On the wellposedness for a fuel cell problem

TL;DR

This paper proves the existence of weak solutions for a complex coupled system modeling fuel cell behavior, incorporating fluid flow, electrochemical reactions, and thermal effects with nonlinear dependencies.

Contribution

It introduces a novel coupled Stokes/Darcy-TEC model including Joule heating and nonlinear parameter dependencies, with new existence results under small data conditions.

Findings

Existence of weak solutions established under smallness assumptions.

Inclusion of Joule effect and nonlinear dependencies in the model.

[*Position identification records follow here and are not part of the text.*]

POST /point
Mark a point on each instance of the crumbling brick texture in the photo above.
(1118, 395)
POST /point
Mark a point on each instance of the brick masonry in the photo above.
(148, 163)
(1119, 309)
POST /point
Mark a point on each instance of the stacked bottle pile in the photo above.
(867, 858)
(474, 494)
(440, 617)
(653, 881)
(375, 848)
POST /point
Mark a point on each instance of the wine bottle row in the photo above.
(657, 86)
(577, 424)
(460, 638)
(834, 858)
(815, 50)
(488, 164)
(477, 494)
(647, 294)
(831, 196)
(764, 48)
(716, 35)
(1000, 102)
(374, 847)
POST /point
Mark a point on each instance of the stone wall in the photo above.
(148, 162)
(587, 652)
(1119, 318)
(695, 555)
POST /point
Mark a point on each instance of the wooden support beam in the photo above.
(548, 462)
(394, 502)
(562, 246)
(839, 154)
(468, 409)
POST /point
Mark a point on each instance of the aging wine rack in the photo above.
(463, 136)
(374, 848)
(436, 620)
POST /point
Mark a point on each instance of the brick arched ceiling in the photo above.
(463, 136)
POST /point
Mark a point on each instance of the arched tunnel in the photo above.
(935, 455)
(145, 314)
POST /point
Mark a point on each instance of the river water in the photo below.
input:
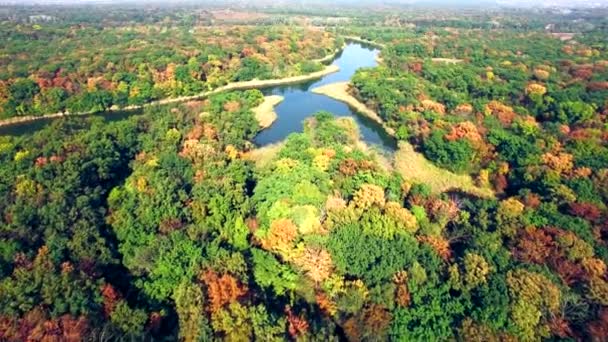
(299, 103)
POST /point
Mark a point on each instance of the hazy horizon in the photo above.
(264, 3)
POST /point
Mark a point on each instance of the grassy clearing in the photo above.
(264, 155)
(414, 166)
(339, 91)
(265, 113)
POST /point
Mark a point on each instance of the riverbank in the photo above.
(339, 91)
(365, 41)
(265, 113)
(244, 85)
(410, 164)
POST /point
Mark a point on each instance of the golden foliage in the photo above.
(221, 290)
(535, 89)
(369, 195)
(430, 105)
(316, 263)
(280, 236)
(439, 244)
(476, 269)
(465, 130)
(562, 162)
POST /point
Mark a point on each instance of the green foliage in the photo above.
(375, 259)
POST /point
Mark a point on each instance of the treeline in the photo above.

Quantitative estimates for solutions derived.

Abstract

This paper investigates the existence of weak solutions to two problems set of elliptic equations in adjoining domains, with Beavers--Joseph--Saffman and regularized Butler--Volmer boundary conditions being prescribed on the common interfaces, porous-fluid and membrane, respectively. Mathematically, the modeling tool is the coupled Stokes/Darcy problem, which consists of the Stokes equation on one part of the domain coupled to the Darcy equation, where the flow velocities are small and mainly driven by the pressure gradient in porous medium, completed by the thermoelectrochemical (TEC) system, which consists of the energy equation and the mass transport associated with electrochemical reactions, where the fluxes are given by generalized Fourier, Fick and Ohm laws, by including the Dufour--Soret and Peltier--Seebeck cross effects, in the multidimensional domain. The present model includes macrohomogeneous models for both hydrogen and methanol crossover. The novelty in the presented model lies in the presence of the Joule effect into the Stokes/Darcy-TEC system altogether to the quasilinear character given by temperature dependence of the physical parameters such as the viscosities and the diffusion coefficients, by the concentration-temperature dependence of cross-effects coefficients, and by the pressure dependence of the permeability. The purpose of the present work is to derive quantitative estimates for solutions to explicit smallness conditions on the data. We use fixed point and compactness arguments based on the quantitative estimates of approximated solutions.